Index types are conceptually different from offsets from
the first element.


In C++, index is always (has the notion of) an offset.

As a clever trick, this is nice though. I like the power
of assembly think.


Yes I think it's cool too. :)


Not to mention that we can treat any part of a built in array or an
object as a sequence of unsigned chars (bytes).
 
J

Jim Rogers

There are C++ libraries that provide such functionality.

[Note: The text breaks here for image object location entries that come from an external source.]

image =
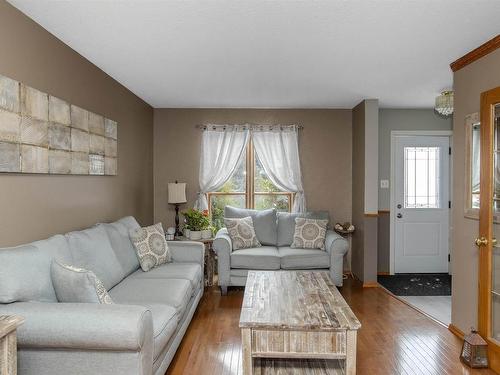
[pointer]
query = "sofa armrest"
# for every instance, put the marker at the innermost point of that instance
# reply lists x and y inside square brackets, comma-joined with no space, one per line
[223,247]
[337,246]
[335,243]
[83,326]
[187,251]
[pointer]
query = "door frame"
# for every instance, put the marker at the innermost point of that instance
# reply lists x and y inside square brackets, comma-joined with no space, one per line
[486,227]
[392,217]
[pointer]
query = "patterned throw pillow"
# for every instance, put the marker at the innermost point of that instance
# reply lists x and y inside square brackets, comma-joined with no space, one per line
[151,246]
[77,285]
[309,233]
[242,233]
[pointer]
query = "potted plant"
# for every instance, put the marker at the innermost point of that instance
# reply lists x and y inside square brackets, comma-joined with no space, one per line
[206,231]
[196,221]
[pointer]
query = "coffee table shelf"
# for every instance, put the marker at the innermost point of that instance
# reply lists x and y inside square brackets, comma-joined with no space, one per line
[267,366]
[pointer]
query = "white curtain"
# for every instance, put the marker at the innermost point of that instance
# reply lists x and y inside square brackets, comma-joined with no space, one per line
[222,147]
[277,148]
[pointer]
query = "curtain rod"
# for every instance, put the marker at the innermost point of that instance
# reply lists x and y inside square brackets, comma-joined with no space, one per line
[204,127]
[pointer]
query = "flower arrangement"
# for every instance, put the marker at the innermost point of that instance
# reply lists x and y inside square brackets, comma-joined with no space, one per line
[196,220]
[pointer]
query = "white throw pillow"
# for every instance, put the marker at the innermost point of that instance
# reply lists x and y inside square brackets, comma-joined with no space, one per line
[151,246]
[309,233]
[77,285]
[242,233]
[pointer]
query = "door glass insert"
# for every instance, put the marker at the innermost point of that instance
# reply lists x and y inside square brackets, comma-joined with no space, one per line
[421,177]
[475,165]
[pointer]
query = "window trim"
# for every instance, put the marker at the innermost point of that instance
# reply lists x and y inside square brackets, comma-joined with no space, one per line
[250,192]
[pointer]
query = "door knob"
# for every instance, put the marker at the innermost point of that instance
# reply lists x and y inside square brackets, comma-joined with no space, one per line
[481,241]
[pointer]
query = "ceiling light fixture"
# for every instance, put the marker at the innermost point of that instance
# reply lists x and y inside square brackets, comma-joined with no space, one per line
[444,103]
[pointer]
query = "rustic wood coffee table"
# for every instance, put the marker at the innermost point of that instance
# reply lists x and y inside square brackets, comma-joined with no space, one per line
[295,321]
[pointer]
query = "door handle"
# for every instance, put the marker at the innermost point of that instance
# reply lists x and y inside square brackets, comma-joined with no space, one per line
[481,241]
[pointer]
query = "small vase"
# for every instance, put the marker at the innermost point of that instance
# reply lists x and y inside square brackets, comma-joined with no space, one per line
[206,234]
[195,235]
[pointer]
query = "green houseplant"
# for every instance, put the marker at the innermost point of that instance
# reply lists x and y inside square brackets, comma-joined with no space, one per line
[196,221]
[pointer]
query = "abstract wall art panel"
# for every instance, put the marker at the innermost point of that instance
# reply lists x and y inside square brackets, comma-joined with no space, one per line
[40,133]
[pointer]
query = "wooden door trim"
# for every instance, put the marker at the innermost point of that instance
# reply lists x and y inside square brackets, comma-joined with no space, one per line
[488,100]
[481,51]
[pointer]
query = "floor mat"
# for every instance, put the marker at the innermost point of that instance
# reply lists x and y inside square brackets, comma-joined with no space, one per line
[417,284]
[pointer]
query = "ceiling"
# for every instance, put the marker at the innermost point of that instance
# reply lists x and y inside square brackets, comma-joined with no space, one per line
[273,54]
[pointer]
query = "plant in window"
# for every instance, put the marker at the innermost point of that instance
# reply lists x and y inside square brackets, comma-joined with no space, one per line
[196,220]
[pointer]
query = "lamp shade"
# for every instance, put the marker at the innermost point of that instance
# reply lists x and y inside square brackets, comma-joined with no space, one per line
[176,192]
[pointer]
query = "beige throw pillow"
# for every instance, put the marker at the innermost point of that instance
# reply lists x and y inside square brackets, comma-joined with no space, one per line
[151,246]
[77,285]
[309,233]
[242,233]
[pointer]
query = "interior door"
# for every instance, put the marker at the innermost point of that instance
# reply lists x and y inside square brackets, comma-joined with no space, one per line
[421,207]
[489,226]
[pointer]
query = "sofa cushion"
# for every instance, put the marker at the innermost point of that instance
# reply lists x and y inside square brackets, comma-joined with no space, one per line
[294,259]
[151,246]
[165,321]
[286,224]
[25,270]
[91,250]
[259,258]
[264,222]
[122,246]
[187,271]
[77,285]
[242,233]
[138,291]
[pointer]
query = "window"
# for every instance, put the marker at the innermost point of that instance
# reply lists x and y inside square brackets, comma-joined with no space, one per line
[421,177]
[249,187]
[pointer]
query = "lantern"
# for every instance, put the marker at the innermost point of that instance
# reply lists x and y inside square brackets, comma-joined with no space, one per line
[474,351]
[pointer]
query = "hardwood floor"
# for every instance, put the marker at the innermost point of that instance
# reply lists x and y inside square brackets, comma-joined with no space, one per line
[394,338]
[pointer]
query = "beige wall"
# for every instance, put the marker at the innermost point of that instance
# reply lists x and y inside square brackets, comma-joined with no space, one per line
[325,151]
[358,189]
[468,82]
[365,193]
[36,206]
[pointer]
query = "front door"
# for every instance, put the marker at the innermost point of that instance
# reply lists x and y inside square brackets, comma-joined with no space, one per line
[421,206]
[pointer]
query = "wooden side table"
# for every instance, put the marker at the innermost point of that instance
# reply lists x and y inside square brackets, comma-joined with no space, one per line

I suppose one
of them is GMP:

http://www.swox.com/gmp


http://www.swox.com/gmp/manual/Floating-point-Functions.html#Floating-p
oint%20Functions

My reading of the information at that url indicates that GMP allows
the specification of precision, but not the specification of a limited
range of valid values.

The Ada example above specifies a precision of 10 digits and also
specifies a range of valid values from 0.0 through 1.0.

Jim Rogers
 
W

Wes Groleau

if we choose to use a cryptic form of C++, with all the little
shortcuts that make the code less readable, we might achieve
some reduction in the KSLOC, but at what cost in understandability?

And at what cost in development time? If the reader can't
understand the code, chances are the writer doesn't understand it
as well as he thinks he does (or she).

"If it ain't broke, don't fix it."

"With all due respect, sir, if nobody understands it, it's broke."